Caltech Library logo

How to import CSV rows as JSON documents

You can import rows of a CSV document as JSON documents. This is useful when you have a large number of simple structures.

In this example we have a simple CSV file containing the following

    name,email
    Zowie,zowie@zbs.example.org
    Ralph Rolf,ralph.rolf@zbs.example.org
    Mojo Sam,mojo.sam@zbs.example.org
    Little Frieda,little.frieda@zbs.example.org
    Far Seeing Art,old.art@zbs.example.org
    Jack Flanders,captain.jack@zbs.example.org

Save this file as characters.csv. To import this let’s create a collection named characters.

    dataset characters-v1.ds init

Now we can populate our characters collection by importing characters.csv. Then look at the keys.

    dataset characters-v1.ds import characters.csv 2
    dataset characeter-v1.ds keys

Notice the assigned ids. We used the second column, the one with th email heading to be our keys.

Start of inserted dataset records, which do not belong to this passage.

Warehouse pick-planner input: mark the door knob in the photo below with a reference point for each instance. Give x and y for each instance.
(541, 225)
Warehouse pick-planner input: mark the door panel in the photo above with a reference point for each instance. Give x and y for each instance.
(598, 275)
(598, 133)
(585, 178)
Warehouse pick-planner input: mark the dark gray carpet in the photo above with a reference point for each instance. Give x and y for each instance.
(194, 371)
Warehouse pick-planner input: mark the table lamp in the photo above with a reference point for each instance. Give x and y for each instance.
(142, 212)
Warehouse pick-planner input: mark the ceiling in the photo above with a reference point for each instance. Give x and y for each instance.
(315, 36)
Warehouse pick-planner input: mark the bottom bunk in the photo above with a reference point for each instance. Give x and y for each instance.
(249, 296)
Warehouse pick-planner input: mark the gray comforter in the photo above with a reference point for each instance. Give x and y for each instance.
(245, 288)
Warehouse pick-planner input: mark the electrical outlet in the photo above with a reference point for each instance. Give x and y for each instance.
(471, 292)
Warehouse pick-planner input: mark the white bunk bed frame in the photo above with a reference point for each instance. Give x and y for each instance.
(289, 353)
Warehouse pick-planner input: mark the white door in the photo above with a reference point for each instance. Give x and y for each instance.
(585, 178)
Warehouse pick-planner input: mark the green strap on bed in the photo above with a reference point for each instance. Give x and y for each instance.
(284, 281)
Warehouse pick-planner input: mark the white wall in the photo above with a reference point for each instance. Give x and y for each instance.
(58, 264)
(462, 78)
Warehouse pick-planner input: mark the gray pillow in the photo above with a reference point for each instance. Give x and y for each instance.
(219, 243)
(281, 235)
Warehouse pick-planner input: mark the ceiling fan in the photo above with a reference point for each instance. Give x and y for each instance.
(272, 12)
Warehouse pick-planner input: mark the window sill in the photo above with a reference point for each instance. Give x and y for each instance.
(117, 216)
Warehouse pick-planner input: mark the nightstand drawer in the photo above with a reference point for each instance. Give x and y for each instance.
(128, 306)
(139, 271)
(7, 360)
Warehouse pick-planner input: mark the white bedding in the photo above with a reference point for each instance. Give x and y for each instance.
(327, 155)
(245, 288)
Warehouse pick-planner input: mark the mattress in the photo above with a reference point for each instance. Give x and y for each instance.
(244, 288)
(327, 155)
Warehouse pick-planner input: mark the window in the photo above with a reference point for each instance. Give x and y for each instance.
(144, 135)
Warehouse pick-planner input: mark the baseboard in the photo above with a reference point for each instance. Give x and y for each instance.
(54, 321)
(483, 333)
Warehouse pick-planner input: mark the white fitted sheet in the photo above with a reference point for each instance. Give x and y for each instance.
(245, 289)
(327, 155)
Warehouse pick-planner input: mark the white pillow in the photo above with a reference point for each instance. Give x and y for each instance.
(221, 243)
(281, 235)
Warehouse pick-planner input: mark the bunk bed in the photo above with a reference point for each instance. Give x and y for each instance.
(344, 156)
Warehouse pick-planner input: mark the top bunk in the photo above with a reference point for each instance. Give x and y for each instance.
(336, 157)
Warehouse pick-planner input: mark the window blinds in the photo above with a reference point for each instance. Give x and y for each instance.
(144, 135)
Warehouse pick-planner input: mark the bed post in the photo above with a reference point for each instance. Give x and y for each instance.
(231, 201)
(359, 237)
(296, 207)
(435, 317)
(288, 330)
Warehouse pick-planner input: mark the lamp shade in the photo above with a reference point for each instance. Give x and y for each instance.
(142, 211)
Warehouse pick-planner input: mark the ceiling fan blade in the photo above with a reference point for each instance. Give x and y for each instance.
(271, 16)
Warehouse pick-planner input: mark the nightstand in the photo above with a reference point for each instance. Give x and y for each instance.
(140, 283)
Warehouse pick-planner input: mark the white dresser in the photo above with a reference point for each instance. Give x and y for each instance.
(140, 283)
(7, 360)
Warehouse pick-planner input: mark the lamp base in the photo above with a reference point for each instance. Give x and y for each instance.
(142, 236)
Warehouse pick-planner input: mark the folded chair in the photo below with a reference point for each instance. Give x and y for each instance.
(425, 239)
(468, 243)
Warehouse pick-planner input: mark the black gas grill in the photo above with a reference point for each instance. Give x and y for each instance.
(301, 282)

    ralph.rolf@zbs.example.org
    zowie@zbs.example.org
    captain.jack@zbs.example.org
    little.frieda@zbs.example.org
    mojo.sam@zbs.example.org
    old.art@zbs.example.org
    dataset characters-v1.ds keys | while read ID; do dataset characters-v1.ds read "${ID}"; done

In out next example we will use the environment variable DATASET to save us some typing. Now let’s make a new version of our characters collection but this time we’ll column one (the name column) as the key.

    dataset init characters-v2.ds
    export DATASET="characters-v2.ds"
    dataset import characters.csv 1
    dataset keys

Now our keys look a little different.

Reading the records back we see we have the JSON same document structure.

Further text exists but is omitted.